Dense Substructures in Dynamic Graph
Contents
General Introduction
In many applications of graph algorithms including communication networks, social networks, graph changes over time due to addition or deletion of edges. Over the last two decades, there has been growing interest in such dynamically changing graphs. Many data structures and algorithmic techniques have been designed to solve a wide range of problems related to maintaining properties like connectivity, diameter, minimum spanning tree, shortest paths etc. in dynamic graph. However, much less work has been done in maintaining dense substructures in dynamic graph compared to static setting. The goal in this project is to design time and space efficient algorithms for maintaining dense substructures.
Dense Substructures
A dense substructure is a sub-graph in a graph where there are many edges. In other words, a densely connected sub-graph within a graph is called dense substructure. Among many different dense substructures, we focus on a fundamental dense substructure, maximal clique. A clique C in a graph G = (V,E) is a subset of V such that every pair of vertices in C are connected. C is maximal if it is not a proper subset of another clique C'.

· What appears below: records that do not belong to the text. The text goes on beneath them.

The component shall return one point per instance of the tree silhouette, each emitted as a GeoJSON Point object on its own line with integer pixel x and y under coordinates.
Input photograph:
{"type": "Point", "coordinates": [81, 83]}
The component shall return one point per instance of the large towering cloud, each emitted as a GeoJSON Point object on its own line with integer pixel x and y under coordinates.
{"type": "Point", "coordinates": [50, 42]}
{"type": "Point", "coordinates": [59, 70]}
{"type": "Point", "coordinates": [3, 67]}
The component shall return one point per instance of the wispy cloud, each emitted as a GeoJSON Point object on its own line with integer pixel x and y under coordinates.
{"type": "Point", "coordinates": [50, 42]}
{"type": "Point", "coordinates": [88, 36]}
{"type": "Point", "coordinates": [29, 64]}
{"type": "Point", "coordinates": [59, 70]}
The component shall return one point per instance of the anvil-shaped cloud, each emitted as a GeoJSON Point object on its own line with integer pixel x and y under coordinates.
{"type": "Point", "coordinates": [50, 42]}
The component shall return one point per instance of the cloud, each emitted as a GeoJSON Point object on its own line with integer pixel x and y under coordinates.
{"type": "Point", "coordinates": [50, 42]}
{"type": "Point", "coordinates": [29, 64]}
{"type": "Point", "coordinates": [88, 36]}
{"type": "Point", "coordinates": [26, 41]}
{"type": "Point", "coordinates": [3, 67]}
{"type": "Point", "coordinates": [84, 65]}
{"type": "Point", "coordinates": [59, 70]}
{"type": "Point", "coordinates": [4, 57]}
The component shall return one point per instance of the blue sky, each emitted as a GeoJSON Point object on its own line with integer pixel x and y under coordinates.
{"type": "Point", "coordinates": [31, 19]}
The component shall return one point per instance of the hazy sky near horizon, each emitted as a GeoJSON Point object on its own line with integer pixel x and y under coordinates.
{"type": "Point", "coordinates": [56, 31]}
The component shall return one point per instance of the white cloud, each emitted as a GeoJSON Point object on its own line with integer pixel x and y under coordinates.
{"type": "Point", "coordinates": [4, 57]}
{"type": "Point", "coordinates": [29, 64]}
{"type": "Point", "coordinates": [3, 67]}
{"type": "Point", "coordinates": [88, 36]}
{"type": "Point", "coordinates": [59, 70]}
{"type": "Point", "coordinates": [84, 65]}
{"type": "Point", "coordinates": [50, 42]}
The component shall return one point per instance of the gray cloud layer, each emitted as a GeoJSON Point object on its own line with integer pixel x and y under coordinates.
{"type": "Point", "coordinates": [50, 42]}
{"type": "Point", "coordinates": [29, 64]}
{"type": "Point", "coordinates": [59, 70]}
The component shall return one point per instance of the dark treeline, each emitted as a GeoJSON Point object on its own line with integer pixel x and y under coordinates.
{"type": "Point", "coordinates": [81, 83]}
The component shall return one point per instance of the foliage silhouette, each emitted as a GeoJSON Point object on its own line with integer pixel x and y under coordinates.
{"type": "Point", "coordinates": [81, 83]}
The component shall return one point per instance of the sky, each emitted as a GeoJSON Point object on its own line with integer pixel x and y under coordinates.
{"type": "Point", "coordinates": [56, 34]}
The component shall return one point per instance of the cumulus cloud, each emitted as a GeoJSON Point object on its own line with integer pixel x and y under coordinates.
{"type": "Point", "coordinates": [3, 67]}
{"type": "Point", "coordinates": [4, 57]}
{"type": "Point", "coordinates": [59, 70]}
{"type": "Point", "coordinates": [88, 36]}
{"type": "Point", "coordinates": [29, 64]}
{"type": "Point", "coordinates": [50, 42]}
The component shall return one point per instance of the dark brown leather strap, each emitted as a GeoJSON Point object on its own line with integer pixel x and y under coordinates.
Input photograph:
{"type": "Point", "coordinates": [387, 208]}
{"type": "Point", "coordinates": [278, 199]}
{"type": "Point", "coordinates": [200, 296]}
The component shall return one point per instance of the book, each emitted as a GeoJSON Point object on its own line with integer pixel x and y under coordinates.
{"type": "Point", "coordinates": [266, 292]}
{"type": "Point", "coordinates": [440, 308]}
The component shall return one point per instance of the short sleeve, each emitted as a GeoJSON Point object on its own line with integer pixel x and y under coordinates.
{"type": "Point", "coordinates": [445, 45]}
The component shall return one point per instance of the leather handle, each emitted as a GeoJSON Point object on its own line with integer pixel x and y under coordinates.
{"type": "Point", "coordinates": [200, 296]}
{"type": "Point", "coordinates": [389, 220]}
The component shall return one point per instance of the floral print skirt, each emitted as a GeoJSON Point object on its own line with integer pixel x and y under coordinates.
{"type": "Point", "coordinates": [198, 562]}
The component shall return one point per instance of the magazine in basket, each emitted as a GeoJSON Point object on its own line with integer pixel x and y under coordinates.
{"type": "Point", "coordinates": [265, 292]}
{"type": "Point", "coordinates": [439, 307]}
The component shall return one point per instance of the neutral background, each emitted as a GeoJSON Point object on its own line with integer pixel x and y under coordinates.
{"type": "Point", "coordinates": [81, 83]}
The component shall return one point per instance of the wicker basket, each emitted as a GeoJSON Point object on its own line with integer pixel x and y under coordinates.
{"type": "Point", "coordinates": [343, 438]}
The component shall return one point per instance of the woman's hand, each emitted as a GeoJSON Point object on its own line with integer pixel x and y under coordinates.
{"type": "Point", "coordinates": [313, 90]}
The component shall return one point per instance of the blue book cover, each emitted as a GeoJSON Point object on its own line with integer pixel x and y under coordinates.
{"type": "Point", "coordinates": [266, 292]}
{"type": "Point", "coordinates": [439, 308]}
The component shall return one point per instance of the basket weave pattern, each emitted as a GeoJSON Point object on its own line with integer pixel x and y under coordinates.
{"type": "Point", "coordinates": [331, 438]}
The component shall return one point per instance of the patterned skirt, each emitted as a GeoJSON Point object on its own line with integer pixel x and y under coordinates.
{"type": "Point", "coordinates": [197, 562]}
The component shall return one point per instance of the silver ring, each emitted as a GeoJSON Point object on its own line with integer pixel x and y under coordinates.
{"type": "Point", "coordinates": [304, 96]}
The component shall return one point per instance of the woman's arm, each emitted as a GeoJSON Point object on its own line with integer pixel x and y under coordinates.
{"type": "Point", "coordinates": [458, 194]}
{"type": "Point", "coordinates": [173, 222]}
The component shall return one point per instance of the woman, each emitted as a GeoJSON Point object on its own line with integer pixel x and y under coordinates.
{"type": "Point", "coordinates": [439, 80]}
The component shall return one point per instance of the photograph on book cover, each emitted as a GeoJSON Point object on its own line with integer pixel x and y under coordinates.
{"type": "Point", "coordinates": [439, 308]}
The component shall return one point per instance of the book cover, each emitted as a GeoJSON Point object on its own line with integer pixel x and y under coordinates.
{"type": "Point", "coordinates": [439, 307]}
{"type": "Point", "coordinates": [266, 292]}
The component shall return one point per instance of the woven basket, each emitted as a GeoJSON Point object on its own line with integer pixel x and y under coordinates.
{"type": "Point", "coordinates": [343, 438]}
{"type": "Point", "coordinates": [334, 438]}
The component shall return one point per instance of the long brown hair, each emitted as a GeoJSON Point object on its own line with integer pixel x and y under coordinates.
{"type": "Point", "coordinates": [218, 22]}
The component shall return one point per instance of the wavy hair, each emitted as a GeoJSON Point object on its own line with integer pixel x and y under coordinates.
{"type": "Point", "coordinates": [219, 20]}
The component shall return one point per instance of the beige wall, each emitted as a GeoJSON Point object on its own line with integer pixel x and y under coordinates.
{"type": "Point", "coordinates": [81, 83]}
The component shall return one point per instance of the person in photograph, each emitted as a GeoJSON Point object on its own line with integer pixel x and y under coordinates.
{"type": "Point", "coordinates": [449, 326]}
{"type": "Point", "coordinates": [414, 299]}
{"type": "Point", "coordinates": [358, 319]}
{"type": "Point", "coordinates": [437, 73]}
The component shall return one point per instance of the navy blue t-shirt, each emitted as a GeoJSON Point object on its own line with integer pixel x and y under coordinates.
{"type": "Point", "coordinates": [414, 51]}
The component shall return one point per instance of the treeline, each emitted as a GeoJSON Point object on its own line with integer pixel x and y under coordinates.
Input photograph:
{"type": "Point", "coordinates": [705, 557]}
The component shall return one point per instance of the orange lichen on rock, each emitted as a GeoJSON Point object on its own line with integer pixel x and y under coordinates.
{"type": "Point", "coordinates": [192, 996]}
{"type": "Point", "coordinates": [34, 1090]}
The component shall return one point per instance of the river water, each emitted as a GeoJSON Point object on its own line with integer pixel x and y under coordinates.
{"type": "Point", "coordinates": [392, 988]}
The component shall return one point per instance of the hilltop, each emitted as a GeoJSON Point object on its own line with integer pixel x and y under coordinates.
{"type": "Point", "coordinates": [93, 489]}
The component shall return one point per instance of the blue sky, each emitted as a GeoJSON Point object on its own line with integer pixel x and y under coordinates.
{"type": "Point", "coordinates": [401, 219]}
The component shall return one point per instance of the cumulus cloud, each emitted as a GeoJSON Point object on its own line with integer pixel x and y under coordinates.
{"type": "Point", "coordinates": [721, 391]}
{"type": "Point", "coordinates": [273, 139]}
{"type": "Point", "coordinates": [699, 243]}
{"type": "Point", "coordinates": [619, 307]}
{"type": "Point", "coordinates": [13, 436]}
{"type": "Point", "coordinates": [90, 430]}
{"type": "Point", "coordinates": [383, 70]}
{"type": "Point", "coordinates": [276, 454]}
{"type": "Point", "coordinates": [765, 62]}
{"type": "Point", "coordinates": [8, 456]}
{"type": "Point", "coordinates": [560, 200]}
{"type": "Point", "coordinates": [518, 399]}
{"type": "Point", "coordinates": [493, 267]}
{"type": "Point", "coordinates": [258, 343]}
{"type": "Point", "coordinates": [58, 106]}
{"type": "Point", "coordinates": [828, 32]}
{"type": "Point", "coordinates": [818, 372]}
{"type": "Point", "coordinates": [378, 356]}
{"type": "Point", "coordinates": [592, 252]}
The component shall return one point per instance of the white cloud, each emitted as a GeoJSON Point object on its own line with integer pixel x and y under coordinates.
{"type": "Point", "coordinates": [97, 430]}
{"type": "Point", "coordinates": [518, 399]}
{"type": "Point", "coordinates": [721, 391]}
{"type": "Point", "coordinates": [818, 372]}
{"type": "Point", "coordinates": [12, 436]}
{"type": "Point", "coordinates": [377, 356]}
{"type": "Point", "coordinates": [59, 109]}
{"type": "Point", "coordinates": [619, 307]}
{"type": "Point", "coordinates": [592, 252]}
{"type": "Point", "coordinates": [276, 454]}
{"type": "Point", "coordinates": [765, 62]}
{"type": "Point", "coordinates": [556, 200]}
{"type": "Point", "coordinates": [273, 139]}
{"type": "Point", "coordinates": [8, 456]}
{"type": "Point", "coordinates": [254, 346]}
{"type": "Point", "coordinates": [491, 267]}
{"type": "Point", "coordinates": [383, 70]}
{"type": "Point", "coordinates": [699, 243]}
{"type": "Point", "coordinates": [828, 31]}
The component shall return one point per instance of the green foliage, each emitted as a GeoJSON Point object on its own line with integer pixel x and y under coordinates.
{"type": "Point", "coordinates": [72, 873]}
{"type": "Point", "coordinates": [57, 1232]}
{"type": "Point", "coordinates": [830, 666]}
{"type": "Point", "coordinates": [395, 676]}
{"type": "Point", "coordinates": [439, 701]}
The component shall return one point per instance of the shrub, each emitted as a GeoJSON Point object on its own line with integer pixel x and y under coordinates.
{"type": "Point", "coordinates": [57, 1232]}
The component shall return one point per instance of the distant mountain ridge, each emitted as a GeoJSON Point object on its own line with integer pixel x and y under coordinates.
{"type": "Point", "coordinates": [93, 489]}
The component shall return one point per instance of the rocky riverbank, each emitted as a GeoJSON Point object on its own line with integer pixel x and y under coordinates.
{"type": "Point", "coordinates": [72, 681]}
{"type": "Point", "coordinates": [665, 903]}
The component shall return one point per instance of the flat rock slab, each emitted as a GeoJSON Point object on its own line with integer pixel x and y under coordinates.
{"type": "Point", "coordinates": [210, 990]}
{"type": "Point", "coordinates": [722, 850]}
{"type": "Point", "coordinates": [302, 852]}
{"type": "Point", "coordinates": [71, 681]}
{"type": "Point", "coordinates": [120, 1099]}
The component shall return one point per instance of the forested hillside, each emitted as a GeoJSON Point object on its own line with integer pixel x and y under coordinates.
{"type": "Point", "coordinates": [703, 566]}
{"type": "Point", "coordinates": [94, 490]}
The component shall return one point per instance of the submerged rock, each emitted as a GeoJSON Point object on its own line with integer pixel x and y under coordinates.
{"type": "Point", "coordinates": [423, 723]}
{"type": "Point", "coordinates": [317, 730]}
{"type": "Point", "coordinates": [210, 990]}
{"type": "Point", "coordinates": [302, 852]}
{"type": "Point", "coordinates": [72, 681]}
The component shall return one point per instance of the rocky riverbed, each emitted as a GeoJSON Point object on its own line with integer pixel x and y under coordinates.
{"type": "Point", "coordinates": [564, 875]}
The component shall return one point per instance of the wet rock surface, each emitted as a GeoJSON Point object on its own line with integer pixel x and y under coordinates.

Maximal Clique Maintenance
There have been many works on enumerating maximal cliques in static graph where the input graph is given. But, there have been relatively few works on maintaining maximal cliques in dynamic graph. In 2004, Stix first proposed an algorithm for maintaining maximal cliques in dynamic graph. In this work, the author considers both addition and deletion of edges. In 2010, Ottosen and Vomlel proposed another algorithm for clique maintenance, where only addition of edges have been considered. Both are sequential algorithms but does not provide any provable performance bounds.
In our work, we have studied this problem when the graph evolves due to addition of edges. We have designed practical and change sensitive algorithms for maintaining maximal cliques in dynamic graph which performs in many order or magnitude better in computation time than prior work in practice. We have experimentally evaluated our algorithms on many real world semi-synthetic data set.
Our Algorithms
When a new set of edges H is added to the graph G = (V,E), G is updated to G+H = (V,E∪H). then, a set of new maximal cliques are formed in G+H which subsumes a set of maximal cliques in G. For enumerating new maximal cliques, we have designed algorithm EnumNew which enumerates new maximal cliques by iterating over newly inserted edges. The time complexity of the algorithm is O(δ^{3}|H||Λ^{new}|) where δ is the maximum degree in G+H and |Λ^{new}| is the number of new maximal cliques. Algorithm EnumNew is change sensitive as it enumerates all and only new maximal cliques, and we use change-sensitive algorithm for enumerating maximal cliques in static graph as subroutine for enumerating new maximal cliques.
For enumerating subsumed cliques we have designed three different algorithms. Algorithms EnumSubsumed_{1} and EnumSubsumed_{2} enumerates subsumed cliques from new maximal cliques whereas EnumSubsumed_{3} enumerates subsumed cliques by iterating over newly inserted edges. Theoretically, EnumSubsumed_{1} and EnumSubsumed_{2} are change sensitive while EnumSubsumed_{3} is not. In practice, EnumSubsumed_{2} performs better than other two in time, but space requirement is quite high and EnumSubsumed_{3} performs better than EnumSubsumed_{1} in time and space requirement is linear in the size of the graph. Overall, EnumSubsumed_{3} is good in practice.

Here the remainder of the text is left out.